Playful product messaging is a relatively new marketing development. In these evermore casual times, brands have learned that not taking themselves too seriously and having some fun can resonate better in today's culture. Brands that are playful demonstrate that they have the confidence to do so. 

Coca Cola has recently departed from years of stringent protectionism for its classic packaging design and begun to use it as a canvas for sentiment that could be expressed by someone sharing happiness.


Other brands have followed. The relaunch of Old Spice has included a similar technique.  Its deodorant stick humor gives a wink to how long the brand has been around, yet gives is an edgy, modern sensibility. 

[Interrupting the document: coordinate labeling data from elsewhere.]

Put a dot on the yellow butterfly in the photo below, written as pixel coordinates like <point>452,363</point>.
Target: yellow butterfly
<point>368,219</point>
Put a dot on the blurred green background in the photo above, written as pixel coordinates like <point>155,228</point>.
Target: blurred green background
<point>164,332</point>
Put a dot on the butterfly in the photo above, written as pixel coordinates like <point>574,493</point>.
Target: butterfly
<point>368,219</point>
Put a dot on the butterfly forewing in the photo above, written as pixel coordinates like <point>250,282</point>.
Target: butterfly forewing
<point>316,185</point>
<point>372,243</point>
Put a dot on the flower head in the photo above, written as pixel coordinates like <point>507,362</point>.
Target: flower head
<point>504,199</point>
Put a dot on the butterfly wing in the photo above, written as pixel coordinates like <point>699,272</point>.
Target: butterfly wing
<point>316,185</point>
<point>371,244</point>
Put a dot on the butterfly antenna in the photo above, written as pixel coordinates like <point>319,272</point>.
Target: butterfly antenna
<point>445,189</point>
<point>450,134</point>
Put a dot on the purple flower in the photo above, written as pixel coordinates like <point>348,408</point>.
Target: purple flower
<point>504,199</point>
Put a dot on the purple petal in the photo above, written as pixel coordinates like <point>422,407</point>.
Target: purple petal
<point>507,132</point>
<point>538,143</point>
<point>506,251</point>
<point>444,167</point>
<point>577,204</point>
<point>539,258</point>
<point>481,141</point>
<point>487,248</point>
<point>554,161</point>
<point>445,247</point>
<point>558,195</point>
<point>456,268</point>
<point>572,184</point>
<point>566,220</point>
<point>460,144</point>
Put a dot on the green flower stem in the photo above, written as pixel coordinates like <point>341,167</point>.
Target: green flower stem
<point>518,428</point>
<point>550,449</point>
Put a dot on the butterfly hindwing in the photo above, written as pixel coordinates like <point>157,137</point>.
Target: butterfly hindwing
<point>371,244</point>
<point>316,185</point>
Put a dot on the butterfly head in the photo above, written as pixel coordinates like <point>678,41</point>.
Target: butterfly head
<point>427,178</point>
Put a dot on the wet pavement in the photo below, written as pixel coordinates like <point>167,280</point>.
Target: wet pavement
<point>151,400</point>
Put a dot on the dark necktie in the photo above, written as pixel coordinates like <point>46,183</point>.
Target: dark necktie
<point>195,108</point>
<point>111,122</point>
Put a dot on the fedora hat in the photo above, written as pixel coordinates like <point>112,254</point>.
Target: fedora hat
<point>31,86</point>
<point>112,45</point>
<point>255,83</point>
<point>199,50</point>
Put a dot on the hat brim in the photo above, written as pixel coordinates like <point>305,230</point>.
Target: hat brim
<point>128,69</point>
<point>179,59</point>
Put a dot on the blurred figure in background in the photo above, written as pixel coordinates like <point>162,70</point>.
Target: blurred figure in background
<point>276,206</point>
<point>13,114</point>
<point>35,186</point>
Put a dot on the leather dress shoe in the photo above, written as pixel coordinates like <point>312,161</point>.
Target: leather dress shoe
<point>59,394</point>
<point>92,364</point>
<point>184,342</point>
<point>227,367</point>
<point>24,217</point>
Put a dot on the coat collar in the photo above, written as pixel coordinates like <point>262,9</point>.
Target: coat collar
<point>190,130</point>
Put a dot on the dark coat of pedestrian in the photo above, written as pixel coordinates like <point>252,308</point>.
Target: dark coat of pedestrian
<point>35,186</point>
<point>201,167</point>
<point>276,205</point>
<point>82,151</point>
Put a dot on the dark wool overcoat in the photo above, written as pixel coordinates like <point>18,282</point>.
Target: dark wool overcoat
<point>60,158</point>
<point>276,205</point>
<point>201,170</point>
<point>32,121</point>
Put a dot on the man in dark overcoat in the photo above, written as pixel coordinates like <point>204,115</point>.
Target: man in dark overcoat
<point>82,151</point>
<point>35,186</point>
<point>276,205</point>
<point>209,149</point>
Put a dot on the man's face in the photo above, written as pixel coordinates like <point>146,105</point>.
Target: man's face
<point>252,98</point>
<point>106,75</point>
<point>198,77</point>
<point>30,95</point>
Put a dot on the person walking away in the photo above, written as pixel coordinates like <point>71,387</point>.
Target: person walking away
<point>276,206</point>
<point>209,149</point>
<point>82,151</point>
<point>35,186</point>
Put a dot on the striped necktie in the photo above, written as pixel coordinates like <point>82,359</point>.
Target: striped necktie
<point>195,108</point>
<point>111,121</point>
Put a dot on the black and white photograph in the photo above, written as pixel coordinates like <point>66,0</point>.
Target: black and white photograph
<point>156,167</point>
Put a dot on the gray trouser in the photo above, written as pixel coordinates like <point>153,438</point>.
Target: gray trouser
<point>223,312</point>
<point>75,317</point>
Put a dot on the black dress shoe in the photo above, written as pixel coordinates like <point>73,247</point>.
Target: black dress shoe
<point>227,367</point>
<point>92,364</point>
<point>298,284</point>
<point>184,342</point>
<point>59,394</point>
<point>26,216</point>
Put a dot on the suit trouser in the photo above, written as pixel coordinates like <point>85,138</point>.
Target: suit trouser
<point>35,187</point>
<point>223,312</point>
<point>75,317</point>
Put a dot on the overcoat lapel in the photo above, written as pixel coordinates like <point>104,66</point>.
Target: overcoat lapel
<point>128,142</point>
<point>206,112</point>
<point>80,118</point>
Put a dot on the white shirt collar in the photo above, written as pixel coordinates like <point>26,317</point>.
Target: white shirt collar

Snickers playful approach is a relatively new direction for the brand, complementing the tv campaign 'Who are you when you're hungry?' that dramatized how different a person's character is when blood sugar is low.


Most likely the brand didn't intentionally seek to exploit the massive Netflix hit House of Cards.  Nonetheless 'Spacey' conjures up the Presidential character of that series, whose mood is so perpetually angry it is relate-able as an altered-state mood of someone incredibly hungry.  It raises the question of an interesting twist in playful packaging: referencing characters in entertainment culture.  Who's next perhaps? Bates the psycho character in Misery? Trump the Real Estate mogul-turned-angry-populist-political-campaigner? Or Oscar the trashcan grouch from Sesame street?

Tapping into cultural themes or memes gives brands a very valuable wavelength to resonate with people, whether deliberate or not.